Se ele fosse nos arraiais do antigo regímen o sinal de um movimento de aproximação para o novo, seria o caso de felicitarmo-nos, vendo realizar-se, enfim, a evolução advogada por nós, desde 1893, nas colunas do Jornal do Brasil, quando, em uma série de artigos editados por essa preocupação, escrevemos dali o nosso manifesto aos conservadores.
Se, pelo contrário, as fileiras monarquistas se retraíssem, e recuassem diante “do ponto de honra”, onde não se deixam as convicções, indo servir à pátria nos seus reclamos superiores, seria, entre os melhores amigos do país, ocasião de grave tristeza pela esterilidade política de sacrifício tamanho.
Em todo o caso ninguém estava em condições de avaliar melhor que o autor destas linhas, cujo espírito já viu diante de si esse cálice*, mas sem a coragem de prová-lo, que Deus felizmente liberalizou ao nosso eminente amigo, reunindo-lhe o vigor d’alma à mais alta capacidade. É uma circunstância que, a bem da verdade histórica, e em defesa contra a incansável malignidade, somos obrigados, e com o maior constrangimento, a mencionar. Quando ao autor destas linhas ofereceu a missão concernente à pendência com a França, de cuja honra ele julgou dever declinar, o Dr. Manuel Vitorino, instando pela sua anuência, declarou-lhe que essa missão, se o convidado a aceitasse, se estenderia também, depois, à questão de limites com a Guiana Holandesa e com a Guiana Inglesa. A consciência de sua fraqueza não lhe permitiu arrostar a imensidade dos perigos da tarefa.

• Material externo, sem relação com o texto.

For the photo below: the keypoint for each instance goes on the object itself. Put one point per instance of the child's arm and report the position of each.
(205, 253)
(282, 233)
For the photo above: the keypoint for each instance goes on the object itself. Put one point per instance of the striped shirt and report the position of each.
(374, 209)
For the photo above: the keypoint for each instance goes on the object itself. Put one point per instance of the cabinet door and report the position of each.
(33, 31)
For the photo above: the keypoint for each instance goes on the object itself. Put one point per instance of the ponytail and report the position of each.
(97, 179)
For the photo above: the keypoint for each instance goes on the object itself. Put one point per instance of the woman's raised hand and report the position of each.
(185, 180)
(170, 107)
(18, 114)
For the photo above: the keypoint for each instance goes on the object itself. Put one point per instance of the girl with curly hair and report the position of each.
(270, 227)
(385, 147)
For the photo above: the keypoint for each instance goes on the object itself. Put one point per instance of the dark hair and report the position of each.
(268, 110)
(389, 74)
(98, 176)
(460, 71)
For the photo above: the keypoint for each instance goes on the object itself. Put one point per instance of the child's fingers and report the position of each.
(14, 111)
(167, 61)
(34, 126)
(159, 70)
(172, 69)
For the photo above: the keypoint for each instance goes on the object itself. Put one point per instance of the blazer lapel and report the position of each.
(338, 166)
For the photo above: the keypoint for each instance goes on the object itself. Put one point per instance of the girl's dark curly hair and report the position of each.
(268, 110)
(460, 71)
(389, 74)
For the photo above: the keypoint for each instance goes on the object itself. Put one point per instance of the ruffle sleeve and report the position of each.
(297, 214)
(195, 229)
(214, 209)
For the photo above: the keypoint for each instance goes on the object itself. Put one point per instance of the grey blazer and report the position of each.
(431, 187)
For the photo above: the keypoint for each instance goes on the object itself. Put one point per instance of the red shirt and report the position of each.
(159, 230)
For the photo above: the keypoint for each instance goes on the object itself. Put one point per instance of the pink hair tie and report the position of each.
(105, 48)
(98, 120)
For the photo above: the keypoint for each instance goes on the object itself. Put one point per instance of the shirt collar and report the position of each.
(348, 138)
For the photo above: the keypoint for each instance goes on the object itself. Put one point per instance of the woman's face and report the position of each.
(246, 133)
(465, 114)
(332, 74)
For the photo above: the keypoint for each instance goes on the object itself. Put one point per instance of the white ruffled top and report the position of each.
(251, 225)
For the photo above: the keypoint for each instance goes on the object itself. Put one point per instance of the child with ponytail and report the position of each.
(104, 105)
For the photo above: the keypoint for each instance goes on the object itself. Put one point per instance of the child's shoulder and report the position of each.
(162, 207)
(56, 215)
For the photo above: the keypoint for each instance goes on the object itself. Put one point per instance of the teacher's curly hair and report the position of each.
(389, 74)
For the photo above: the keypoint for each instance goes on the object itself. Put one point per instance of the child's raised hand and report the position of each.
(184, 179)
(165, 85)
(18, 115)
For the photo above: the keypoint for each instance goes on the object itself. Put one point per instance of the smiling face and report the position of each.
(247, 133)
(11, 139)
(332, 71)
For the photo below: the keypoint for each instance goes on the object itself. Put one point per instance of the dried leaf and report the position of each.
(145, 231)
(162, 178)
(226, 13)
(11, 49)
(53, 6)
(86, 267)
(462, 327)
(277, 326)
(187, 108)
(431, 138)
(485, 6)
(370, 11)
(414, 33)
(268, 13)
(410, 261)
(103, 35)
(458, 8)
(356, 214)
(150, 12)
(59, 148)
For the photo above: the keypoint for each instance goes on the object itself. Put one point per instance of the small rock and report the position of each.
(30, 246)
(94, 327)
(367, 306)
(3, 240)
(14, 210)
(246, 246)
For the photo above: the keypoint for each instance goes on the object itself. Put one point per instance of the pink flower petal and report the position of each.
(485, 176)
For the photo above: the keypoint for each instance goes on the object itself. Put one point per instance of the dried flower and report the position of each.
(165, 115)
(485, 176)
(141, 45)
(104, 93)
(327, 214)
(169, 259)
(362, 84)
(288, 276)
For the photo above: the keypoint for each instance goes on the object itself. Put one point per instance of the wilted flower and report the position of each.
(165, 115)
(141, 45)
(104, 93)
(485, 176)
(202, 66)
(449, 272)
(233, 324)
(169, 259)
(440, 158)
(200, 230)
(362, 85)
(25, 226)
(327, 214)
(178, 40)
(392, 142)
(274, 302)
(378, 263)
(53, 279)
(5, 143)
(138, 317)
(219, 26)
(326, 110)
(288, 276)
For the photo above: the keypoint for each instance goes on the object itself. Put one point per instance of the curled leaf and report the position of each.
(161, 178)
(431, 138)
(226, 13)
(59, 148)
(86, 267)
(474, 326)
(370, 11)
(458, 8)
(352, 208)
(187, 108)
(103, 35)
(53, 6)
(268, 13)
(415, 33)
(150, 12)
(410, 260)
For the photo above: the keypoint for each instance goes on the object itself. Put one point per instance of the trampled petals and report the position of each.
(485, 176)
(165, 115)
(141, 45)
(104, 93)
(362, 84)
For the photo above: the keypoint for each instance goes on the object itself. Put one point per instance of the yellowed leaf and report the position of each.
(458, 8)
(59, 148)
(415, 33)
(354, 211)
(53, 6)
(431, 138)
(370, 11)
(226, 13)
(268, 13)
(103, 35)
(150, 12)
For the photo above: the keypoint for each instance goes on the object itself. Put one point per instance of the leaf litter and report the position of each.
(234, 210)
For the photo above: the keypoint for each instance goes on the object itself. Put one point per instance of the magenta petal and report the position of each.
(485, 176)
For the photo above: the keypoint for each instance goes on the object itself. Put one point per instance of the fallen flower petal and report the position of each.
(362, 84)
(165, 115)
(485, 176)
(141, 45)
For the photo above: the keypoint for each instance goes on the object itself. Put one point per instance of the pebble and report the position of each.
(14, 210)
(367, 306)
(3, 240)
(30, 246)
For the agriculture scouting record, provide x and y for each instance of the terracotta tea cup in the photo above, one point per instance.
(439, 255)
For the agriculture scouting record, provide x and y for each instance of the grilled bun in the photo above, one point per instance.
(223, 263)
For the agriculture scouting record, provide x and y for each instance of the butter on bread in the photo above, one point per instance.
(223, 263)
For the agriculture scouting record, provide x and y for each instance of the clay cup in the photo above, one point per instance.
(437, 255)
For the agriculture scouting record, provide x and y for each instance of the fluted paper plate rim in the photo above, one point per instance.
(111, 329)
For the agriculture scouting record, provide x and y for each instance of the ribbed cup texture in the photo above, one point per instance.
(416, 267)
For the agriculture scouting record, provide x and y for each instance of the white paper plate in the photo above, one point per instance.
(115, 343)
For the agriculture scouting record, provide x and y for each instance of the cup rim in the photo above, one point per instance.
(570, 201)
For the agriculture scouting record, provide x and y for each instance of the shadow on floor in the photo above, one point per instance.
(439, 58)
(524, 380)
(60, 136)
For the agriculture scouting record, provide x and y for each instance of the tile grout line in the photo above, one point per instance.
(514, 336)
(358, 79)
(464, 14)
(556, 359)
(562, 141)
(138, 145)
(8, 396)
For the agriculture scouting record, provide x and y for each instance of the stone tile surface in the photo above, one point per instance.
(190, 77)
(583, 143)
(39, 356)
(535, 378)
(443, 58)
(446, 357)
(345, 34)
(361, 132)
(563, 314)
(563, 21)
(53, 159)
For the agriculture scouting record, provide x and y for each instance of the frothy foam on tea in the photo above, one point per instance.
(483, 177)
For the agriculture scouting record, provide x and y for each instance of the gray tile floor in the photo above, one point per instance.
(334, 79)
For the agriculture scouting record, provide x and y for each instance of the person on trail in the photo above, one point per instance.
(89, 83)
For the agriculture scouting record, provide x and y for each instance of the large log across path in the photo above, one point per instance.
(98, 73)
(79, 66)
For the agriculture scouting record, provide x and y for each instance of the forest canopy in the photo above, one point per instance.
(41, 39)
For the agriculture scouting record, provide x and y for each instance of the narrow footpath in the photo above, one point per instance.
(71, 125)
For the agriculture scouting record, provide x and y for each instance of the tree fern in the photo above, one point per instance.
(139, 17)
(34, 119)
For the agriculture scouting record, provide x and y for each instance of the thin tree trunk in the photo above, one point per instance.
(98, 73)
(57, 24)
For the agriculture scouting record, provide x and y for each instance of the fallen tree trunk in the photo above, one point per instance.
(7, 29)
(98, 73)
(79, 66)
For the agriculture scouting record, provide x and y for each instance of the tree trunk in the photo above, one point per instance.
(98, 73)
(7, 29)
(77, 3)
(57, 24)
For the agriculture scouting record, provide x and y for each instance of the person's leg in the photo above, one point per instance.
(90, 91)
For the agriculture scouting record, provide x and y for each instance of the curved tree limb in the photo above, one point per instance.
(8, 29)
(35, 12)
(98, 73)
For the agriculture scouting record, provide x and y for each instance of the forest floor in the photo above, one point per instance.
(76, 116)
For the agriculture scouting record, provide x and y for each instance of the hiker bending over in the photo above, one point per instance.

Se em nossa linguagem, pois, divisar alguém traços, que não sejam de pura exaltação pelo ato patriótico do Sr. Joaquim Nabuco, nada os terá inspirado, senão o zelo por uma reputação, que é hoje uma das poucas fortunas de nossa vida política, por uma força, em que, aos olhos dos seus condiscípulos, dos seus amigos, dos seus conterrâneos, sempre se enxergou uma das reservas preciosas do nosso porvir.
Façamos votos à Providência, para que ela o laureie vencedor.